We need a financial sector, but not the one we have got. The post-COVID recovery will depend upon innovative small firms creating productive jobs. We need a venture capital industry that finances investment in the minority of small firms with good opportunities. Increasingly, these will come from collaboration with research in university departments of science and technology, at which Britain excels. Sorting these genuine opportunities from the scams and fantasies is why experienced financiers are crucial – this is the engine of capitalism that cannot be left to civil servants. This is already working brilliantly in Oxbridge, where most of the financiers studied, but we need it to work where jobs are most needed – in our regions. Finance used to be decentralised around the regions, but early in the 20th Century the Bank of England centralised it in London. Unsurprisingly, two-thirds of the venture capital for small firms now goes to the South East. It’s not just the civil servants who need to be relocated out of London, but the financiers.

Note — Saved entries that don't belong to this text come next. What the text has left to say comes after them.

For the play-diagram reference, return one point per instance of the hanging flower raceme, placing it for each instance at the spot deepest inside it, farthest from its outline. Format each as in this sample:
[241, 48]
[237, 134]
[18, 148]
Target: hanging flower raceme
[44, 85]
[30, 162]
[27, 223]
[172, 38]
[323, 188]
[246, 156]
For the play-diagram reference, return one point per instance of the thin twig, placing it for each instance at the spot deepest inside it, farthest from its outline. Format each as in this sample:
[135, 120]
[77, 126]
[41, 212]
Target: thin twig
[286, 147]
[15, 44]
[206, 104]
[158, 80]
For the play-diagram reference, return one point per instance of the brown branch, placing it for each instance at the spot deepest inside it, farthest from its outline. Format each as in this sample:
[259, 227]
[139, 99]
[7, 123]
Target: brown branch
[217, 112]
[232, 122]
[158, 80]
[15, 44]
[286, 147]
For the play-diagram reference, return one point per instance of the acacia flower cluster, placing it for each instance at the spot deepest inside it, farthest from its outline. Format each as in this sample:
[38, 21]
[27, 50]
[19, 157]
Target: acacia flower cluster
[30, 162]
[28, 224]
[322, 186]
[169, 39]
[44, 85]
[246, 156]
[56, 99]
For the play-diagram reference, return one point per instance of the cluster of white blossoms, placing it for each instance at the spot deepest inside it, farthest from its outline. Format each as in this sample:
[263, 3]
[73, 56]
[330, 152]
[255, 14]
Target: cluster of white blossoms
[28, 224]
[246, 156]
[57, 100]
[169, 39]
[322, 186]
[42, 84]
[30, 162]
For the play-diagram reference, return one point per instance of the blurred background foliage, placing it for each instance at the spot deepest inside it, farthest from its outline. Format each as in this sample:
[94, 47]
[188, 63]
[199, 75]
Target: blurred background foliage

The problem is not capitalism but its distortion by bad ideas taught in business schools, and the growing dominance of finance
Many of the recent problems of capitalism are confined to Britain and the USA where bad ideas and big finance took root. In Scandinavia, Switzerland and Germany the norms of business are more pro-social. They expect to contribute to their local communities, for example by devote substantial resources to training of local youth. These healthier norms are belatedly being readopted in the Anglo-Saxon world. In 2019 the American Business Forum, - the CEOs of major American companies, - publicly retracted the statement that had stood on their website for 30 years – namely, that the purpose of business is to maximize shareholder value. In its place, they committed to more pro-social purposes – their workers, their local communities, their customers, and their suppliers. Shareholders came in last, and then only in relation to long-term value.
Of course, some of this is public relations rather than real change. But lying to the public is a dangerous game because employees can detect it, and blow the whistle. As the new communitarian ideas gradually displace greedy individualism, Ill-motivated companies will struggle to recruit, retain, and silence the decent young people they need if they are to function effectively. That shift in thinking among youth will drive change in Britain’s businesses. But for it to happen, it is vital that bright, well-motivated young people recognize that capitalism at its best offers far more socially purposive opportunities than either NGOs or Whitehall.